Why all the failure? Of course there have been many successful ERP projects, but everyone loves to focus on the failures. Here’s my take:
1) Companies bite off more than they can chew. They’ve got the budget approved for a new ERP and want to spend all the money now. This results in a bloated requirements list… do you really need to replace all your spreadsheets? And if yes, do you have to replace them all now, or can you wait until the next phase?
2) Bloated requirements lists typically lead to extensive customizations. There’s a massive amount of information on the internet on the evils of extensive ERP customizations, so I won’t go into details.
3) Extensive customizations typically lead to projects that take too long. And when a project takes too long, not only is everyone burned out at the end (and so has no appetite for looking at phase two), it is also the case that quite often the requirements listed at the beginning of the project are no longer relevant.
How can we help? Elliot refers to a “minimum viable solution” – at Catapult we like to follow a revised ERP deployment model that spans the life of your solution rather than just focusing on the initial implementation. At a high level here are the steps:
PIA (pre-implementation analysis): This mini project lets us gather your current requirements, and match them to NAV’s out of the box functionality. We review both the gaps and fits and plan out your implementation, breaking it down into phases. Ideally phase 1 only includes the “minimum viable solution.” Always keep in mind that most ERP solutions have built-in best practice business processes; instead of asking “Why doesn’t the software do XXX our way?” ask “Why aren’t we doing XXX the best practice way?”
Phase 1 steps:
1) Design / configuration: flip the switches in the system to fit your business and design the “must have” customizations.

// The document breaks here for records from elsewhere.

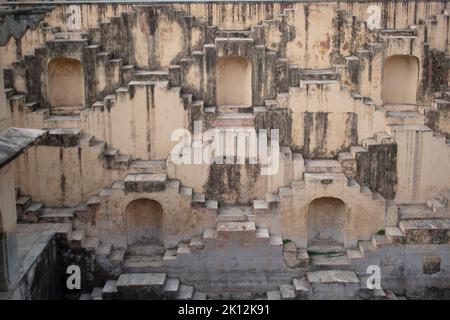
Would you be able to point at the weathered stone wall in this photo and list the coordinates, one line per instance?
(43, 279)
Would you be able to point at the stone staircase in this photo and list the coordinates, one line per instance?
(332, 284)
(143, 286)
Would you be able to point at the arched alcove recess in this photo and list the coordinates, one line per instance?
(234, 81)
(144, 222)
(400, 79)
(326, 221)
(66, 84)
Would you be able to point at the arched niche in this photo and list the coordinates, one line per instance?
(326, 221)
(66, 84)
(400, 79)
(144, 222)
(234, 81)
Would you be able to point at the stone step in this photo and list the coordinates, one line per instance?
(400, 107)
(366, 247)
(170, 255)
(117, 256)
(262, 233)
(317, 74)
(76, 238)
(103, 252)
(146, 75)
(147, 166)
(22, 202)
(324, 178)
(64, 230)
(94, 201)
(97, 293)
(242, 231)
(57, 215)
(91, 243)
(322, 166)
(67, 110)
(425, 231)
(444, 197)
(142, 264)
(199, 295)
(354, 150)
(342, 277)
(287, 292)
(141, 285)
(394, 235)
(379, 241)
(171, 288)
(273, 295)
(330, 261)
(145, 249)
(234, 120)
(111, 153)
(348, 163)
(383, 137)
(437, 207)
(234, 109)
(229, 214)
(185, 292)
(109, 291)
(145, 182)
(276, 241)
(326, 247)
(33, 212)
(196, 244)
(353, 254)
(404, 118)
(85, 296)
(418, 211)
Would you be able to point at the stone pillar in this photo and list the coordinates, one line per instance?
(3, 106)
(8, 222)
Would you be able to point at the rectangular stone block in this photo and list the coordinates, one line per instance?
(152, 182)
(241, 231)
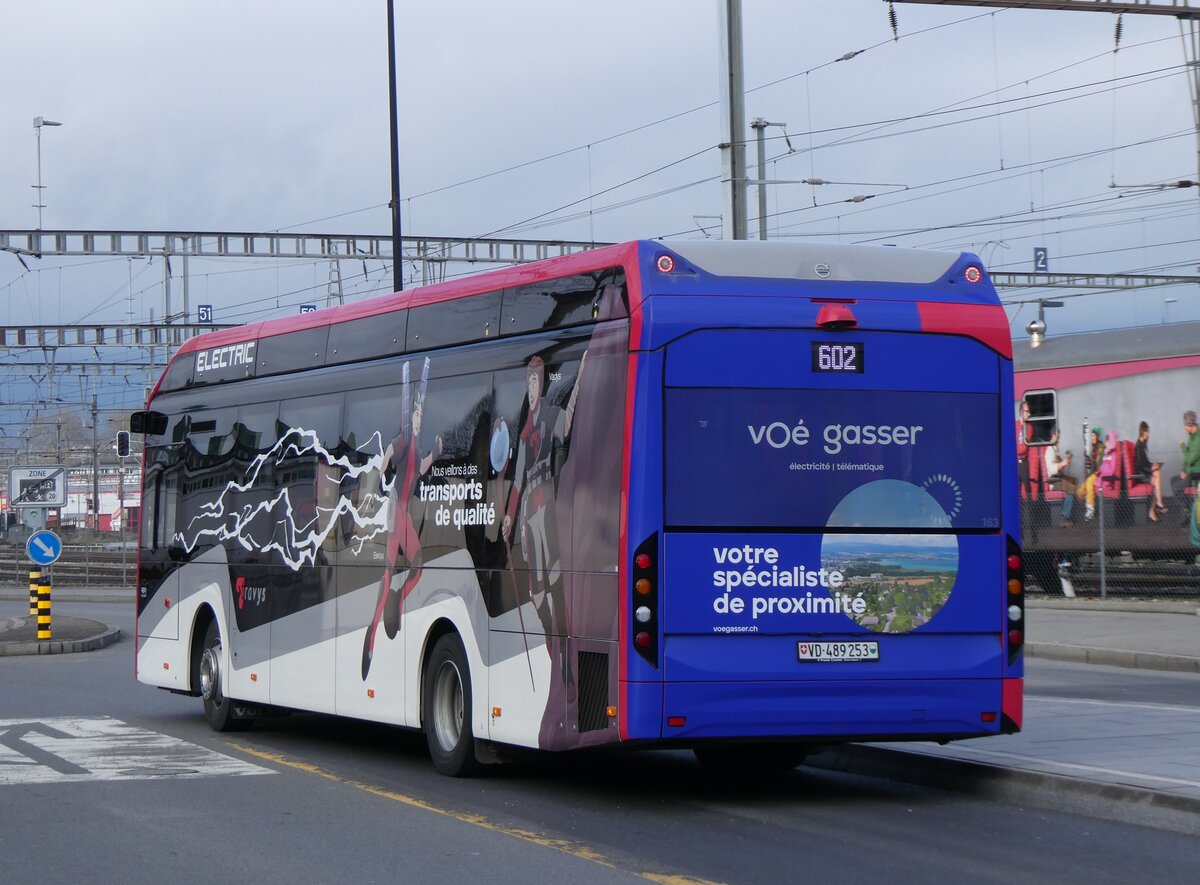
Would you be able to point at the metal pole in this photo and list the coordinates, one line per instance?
(166, 284)
(760, 126)
(37, 128)
(397, 266)
(43, 609)
(733, 122)
(95, 468)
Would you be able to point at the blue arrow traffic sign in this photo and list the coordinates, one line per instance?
(43, 547)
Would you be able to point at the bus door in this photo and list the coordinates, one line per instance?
(833, 561)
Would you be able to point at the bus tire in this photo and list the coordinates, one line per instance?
(447, 699)
(217, 708)
(749, 759)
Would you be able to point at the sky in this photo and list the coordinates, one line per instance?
(994, 131)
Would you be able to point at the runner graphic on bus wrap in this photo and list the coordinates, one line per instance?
(532, 510)
(403, 465)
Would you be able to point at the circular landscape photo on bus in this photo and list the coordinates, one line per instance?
(904, 578)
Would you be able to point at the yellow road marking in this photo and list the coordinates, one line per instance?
(575, 849)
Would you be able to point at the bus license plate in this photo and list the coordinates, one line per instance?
(839, 651)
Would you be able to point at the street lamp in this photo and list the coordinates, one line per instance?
(1037, 329)
(39, 122)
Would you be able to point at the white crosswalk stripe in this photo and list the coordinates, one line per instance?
(70, 750)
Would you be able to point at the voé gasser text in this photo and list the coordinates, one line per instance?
(780, 434)
(760, 567)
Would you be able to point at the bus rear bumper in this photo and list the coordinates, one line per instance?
(835, 710)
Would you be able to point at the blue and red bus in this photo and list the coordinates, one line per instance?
(738, 497)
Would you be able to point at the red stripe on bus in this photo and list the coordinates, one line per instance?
(634, 287)
(984, 323)
(1013, 699)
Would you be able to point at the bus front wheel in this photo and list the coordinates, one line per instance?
(217, 708)
(447, 709)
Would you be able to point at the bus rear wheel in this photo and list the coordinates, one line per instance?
(447, 709)
(217, 708)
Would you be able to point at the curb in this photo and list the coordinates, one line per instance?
(61, 595)
(1092, 604)
(1109, 801)
(1114, 657)
(63, 646)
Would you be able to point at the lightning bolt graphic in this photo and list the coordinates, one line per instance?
(221, 521)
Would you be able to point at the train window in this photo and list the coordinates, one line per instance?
(563, 302)
(1043, 416)
(457, 321)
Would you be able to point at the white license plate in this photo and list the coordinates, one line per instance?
(838, 651)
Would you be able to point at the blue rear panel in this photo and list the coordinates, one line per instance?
(808, 506)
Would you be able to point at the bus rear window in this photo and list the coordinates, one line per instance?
(820, 459)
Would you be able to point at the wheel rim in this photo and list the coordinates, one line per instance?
(210, 674)
(448, 706)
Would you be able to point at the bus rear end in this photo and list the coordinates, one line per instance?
(822, 536)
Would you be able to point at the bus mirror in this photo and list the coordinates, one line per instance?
(1043, 416)
(148, 422)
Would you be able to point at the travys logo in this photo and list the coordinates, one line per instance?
(780, 434)
(251, 595)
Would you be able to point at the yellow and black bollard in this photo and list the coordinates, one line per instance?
(35, 578)
(43, 609)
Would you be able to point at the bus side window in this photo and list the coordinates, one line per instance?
(1043, 419)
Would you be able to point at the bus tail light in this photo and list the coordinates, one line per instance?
(1014, 601)
(645, 600)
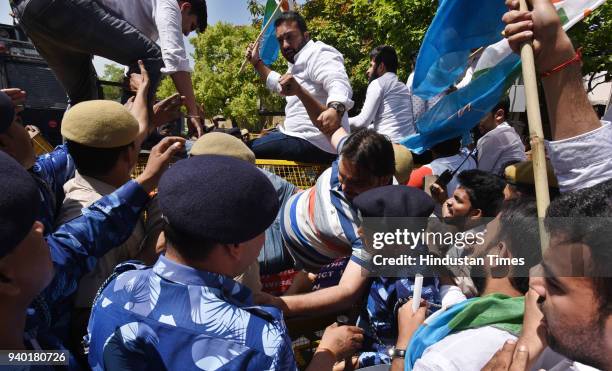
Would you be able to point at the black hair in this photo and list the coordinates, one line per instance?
(291, 16)
(585, 216)
(503, 104)
(189, 247)
(449, 147)
(370, 151)
(387, 55)
(92, 161)
(198, 7)
(486, 190)
(519, 229)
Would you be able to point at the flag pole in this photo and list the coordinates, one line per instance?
(263, 30)
(535, 132)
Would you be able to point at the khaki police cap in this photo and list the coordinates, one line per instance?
(100, 124)
(522, 173)
(222, 144)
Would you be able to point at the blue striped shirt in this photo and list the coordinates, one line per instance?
(320, 224)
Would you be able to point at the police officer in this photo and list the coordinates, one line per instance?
(37, 273)
(186, 311)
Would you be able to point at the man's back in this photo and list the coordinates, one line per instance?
(140, 13)
(319, 224)
(465, 350)
(175, 317)
(82, 191)
(388, 108)
(318, 68)
(498, 147)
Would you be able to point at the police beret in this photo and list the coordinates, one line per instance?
(100, 124)
(395, 201)
(521, 173)
(19, 203)
(222, 144)
(403, 163)
(217, 198)
(7, 112)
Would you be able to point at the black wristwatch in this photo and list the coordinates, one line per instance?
(396, 353)
(339, 107)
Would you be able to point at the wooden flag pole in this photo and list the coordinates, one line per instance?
(535, 132)
(263, 30)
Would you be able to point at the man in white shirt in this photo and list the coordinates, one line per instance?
(500, 143)
(447, 156)
(319, 70)
(68, 33)
(575, 291)
(387, 107)
(512, 234)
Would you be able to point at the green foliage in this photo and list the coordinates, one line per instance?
(114, 73)
(594, 35)
(219, 53)
(354, 27)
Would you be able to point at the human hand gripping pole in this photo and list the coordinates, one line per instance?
(158, 162)
(519, 23)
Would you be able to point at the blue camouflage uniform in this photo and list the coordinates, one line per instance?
(74, 247)
(379, 317)
(174, 317)
(51, 171)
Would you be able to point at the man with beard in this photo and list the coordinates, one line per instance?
(316, 76)
(574, 288)
(386, 108)
(492, 318)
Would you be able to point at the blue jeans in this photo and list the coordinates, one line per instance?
(67, 33)
(279, 146)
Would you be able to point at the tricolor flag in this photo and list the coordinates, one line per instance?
(494, 72)
(268, 46)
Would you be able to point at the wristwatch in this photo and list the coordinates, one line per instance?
(396, 353)
(339, 107)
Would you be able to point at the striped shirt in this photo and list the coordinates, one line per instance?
(320, 224)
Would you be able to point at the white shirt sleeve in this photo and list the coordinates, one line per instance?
(374, 98)
(488, 152)
(451, 295)
(328, 70)
(168, 20)
(582, 161)
(272, 82)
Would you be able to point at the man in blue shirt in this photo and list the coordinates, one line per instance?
(50, 171)
(186, 311)
(38, 273)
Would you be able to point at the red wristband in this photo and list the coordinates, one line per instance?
(575, 59)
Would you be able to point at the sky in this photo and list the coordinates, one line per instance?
(231, 11)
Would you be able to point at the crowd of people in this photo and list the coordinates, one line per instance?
(163, 271)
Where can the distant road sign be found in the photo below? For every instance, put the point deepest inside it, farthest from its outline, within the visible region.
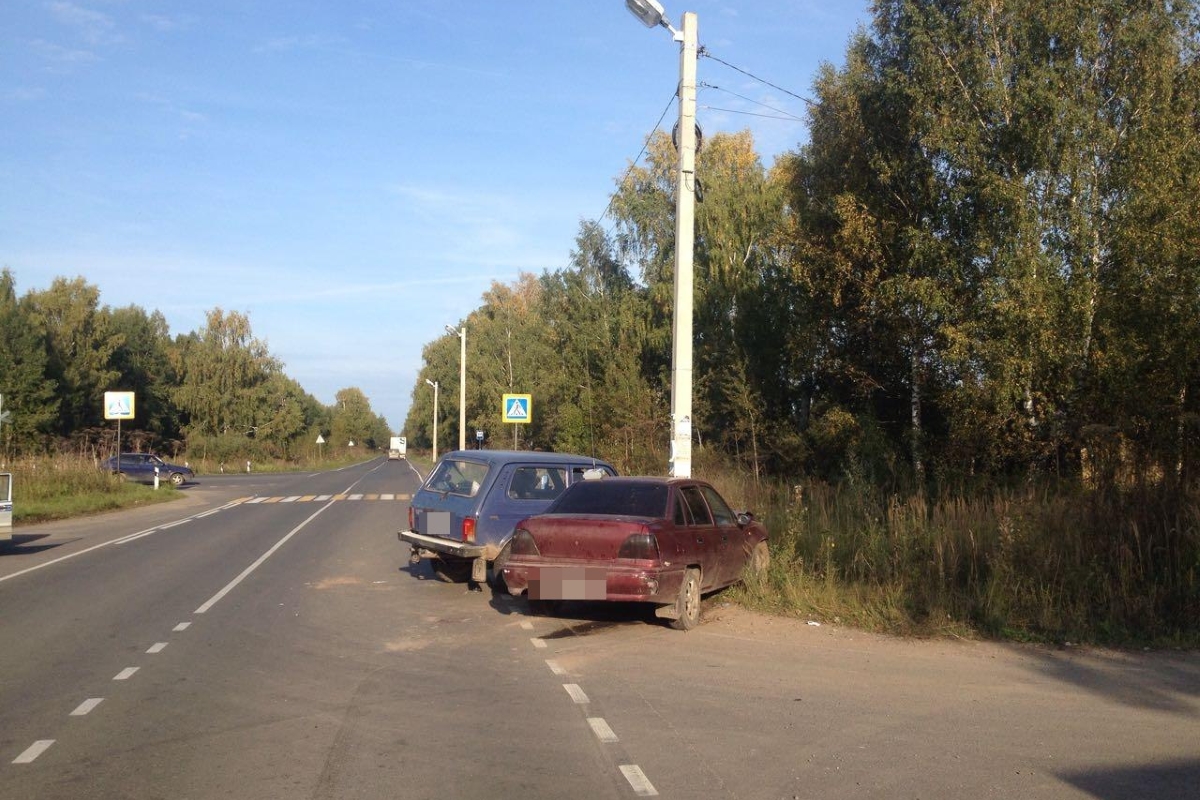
(119, 405)
(517, 408)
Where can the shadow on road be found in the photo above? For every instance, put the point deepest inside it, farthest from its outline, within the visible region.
(1162, 681)
(21, 545)
(1167, 781)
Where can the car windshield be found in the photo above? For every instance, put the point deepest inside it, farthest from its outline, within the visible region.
(615, 498)
(457, 477)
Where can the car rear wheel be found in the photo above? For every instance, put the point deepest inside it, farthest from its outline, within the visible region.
(451, 570)
(760, 559)
(497, 581)
(688, 603)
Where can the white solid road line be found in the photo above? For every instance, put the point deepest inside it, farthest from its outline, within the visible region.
(34, 751)
(215, 599)
(87, 707)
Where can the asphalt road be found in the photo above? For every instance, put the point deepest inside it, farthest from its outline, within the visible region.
(267, 638)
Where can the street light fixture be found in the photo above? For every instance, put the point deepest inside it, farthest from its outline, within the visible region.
(435, 384)
(462, 385)
(651, 13)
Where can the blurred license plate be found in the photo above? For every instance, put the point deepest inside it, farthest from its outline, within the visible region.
(569, 583)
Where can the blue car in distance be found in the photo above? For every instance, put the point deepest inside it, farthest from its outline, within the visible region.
(141, 467)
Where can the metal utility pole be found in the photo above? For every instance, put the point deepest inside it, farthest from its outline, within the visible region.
(462, 385)
(435, 384)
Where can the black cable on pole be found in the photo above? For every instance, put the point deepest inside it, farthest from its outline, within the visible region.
(786, 91)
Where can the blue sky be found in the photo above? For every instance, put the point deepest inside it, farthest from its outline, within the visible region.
(353, 175)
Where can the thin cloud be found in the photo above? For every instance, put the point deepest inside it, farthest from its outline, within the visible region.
(94, 26)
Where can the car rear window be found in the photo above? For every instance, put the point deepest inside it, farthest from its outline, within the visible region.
(537, 482)
(463, 477)
(615, 499)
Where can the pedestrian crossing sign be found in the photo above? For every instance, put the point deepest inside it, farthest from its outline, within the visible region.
(517, 408)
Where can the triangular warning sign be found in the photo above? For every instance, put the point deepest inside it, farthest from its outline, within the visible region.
(516, 409)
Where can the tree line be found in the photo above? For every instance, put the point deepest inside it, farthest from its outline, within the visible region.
(982, 266)
(215, 394)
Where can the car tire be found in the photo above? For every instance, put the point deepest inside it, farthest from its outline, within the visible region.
(688, 603)
(451, 570)
(760, 560)
(497, 581)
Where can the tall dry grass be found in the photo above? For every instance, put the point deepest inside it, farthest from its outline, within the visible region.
(1050, 563)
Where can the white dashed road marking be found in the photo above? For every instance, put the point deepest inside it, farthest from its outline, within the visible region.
(601, 729)
(637, 780)
(87, 707)
(34, 751)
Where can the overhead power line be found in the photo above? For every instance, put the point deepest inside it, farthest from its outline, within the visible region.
(703, 52)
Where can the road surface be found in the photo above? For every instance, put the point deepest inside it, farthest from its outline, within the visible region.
(265, 637)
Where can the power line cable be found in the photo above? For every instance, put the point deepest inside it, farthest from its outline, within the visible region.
(779, 110)
(646, 143)
(705, 52)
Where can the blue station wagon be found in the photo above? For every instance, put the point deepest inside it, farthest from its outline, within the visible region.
(463, 515)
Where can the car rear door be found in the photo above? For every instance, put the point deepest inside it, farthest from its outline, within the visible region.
(521, 491)
(702, 536)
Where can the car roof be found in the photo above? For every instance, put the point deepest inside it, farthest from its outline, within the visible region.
(520, 457)
(653, 479)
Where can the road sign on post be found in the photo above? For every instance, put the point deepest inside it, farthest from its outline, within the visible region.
(517, 408)
(119, 405)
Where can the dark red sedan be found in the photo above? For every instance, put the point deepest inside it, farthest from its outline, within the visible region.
(655, 540)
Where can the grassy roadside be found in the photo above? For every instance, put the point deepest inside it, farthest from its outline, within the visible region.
(1033, 564)
(64, 487)
(61, 488)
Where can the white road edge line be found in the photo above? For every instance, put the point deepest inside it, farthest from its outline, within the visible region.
(87, 707)
(215, 599)
(123, 540)
(34, 751)
(637, 780)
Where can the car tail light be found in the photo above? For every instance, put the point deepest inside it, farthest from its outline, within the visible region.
(523, 543)
(642, 547)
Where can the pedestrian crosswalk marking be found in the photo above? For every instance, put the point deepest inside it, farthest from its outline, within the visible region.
(322, 498)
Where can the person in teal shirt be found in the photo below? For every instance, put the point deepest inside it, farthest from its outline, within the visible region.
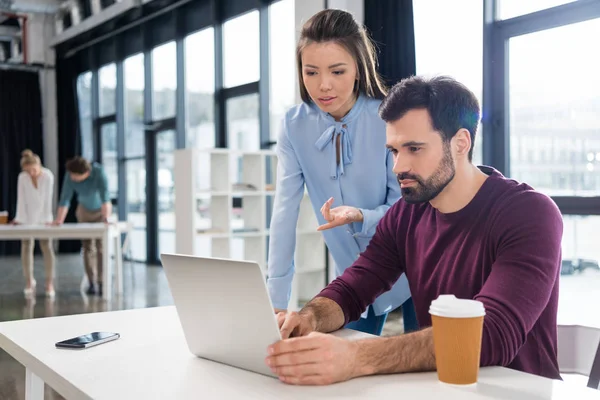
(91, 185)
(334, 144)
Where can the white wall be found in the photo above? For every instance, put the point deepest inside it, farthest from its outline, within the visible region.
(356, 7)
(40, 32)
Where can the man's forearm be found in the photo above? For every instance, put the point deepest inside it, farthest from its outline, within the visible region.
(106, 210)
(326, 315)
(413, 352)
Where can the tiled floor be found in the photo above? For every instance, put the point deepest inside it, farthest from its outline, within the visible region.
(144, 286)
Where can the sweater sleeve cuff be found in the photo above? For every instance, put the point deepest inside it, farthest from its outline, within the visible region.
(332, 293)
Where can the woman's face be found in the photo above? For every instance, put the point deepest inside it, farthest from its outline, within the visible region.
(329, 74)
(33, 170)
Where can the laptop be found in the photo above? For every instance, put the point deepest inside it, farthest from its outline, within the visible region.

2) Development: build any “must have” customizations and/or reports.
3) Data migration: extract, clean and move data from your legacy system to your new system.
6) Go-live: transfer your financial opening balances from your legacy system to your new system and turn it on.
Breathe: take some time to let your team rest, and let your users really get to know the product.
Phase 2: Analysis. Review the original requirements list, add any new (or changed) requirements since the PIA, and re-prioritize to develop the scope for this phase. In concept the remaining steps are the same as in Phase 1, but will vary depending on scope.
Repeat 3 and 4 above as needed to realize your vision.